2. Think twice before linking to your login page in an email blast to your users. Including a button or link may make it easier for educators to get to your site, but it’s an easy way to groom your users for phishing attacks from malicious sources. Instead, encourage your educators to navigate to your site manually through a bookmark.
3. Encourage teachers to confirm that other tools they use have been patched before they login or change passwords on other sites. In most cases, this advice would seem counterintuitive, but encouraging teachers to change all of their passwords on sites that may still be vulnerable will leave them insecure.
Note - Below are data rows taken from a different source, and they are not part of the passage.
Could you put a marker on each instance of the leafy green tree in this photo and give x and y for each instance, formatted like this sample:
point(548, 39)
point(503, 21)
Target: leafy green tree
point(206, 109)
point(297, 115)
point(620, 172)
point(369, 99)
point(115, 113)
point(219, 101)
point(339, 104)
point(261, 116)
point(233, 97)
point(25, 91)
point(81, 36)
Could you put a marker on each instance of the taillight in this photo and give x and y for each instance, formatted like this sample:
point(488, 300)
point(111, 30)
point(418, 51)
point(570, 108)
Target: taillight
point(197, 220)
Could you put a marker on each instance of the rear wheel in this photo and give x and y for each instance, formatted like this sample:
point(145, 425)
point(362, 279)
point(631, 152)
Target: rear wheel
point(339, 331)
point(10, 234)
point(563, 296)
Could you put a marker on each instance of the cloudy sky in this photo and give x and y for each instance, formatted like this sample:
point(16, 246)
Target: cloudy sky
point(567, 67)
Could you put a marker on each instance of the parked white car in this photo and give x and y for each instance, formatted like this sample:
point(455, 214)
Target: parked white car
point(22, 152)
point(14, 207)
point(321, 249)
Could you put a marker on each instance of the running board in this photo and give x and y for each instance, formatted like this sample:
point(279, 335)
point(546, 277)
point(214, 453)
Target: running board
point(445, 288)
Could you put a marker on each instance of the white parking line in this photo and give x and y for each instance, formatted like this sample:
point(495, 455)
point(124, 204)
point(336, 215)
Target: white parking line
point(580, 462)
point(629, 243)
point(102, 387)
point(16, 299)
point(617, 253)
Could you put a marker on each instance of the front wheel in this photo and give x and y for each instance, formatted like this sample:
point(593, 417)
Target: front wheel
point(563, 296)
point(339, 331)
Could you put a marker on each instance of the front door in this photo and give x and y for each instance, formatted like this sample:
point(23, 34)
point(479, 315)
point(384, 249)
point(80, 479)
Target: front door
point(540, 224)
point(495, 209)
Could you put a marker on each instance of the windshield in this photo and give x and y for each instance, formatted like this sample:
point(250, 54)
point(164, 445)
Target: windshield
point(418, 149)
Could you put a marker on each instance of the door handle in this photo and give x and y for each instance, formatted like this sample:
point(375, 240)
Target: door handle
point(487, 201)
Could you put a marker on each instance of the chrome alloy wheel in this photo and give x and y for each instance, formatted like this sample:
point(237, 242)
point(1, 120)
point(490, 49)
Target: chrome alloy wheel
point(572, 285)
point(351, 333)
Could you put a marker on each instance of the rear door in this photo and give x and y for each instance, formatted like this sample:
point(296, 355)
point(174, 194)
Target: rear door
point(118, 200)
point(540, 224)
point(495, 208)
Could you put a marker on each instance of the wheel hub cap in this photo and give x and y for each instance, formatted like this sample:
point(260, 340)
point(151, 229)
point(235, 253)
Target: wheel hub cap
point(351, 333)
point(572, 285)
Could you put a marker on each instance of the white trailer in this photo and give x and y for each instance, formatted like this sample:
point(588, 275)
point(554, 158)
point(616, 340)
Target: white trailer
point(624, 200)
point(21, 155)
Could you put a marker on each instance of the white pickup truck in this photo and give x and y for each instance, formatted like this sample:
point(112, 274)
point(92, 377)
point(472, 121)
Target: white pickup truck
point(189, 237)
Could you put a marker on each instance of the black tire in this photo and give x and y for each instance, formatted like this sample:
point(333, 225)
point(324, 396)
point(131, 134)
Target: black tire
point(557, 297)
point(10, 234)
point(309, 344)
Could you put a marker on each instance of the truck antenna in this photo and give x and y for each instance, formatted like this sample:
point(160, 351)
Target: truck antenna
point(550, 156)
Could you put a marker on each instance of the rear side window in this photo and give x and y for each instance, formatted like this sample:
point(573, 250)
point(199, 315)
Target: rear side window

4. Let educators know that there is no way of knowing whether their information was breached or not. Heartbleed has been quietly lurking around in OpenSSL code for over two years, and it is impossible to know whether your users’ information was breached or not. While the likelihood of a hacker exploiting this hole to steal homework assignments or grades is low, it is vital to let users know that a lack of evidence does not mean that their information was safe. In times of crisis (yes, this is a time of crisis!) honesty and openness are the best policy and absolute right thing to do for your users.
5. Provide value to your users in your messaging by sharing easy-to-implement security solutions in their classrooms. Powerful password management tools like 1Password, LastPass, and KeePass are offering discounts and tools to help web users identify vulnerable services and adopt better security practices in their web use.
6. If you’re an education technology company that was not affected by the OpenSSL vulnerability, let your users know this and use the opportunity to educate them on how you secure their data. There is never, ever a bad time to educate and empower your users on keeping their data (and that of their students) safe and sound.
While this flaw in OpenSSL is one of the most serious and widespread security vulnerabilities that the web as ever seen, it presents an excellent opportunity to be open, proactive, and transparent about how your company protects the grades, content, learning analytics and other precious student information in 21st century classrooms everywhere.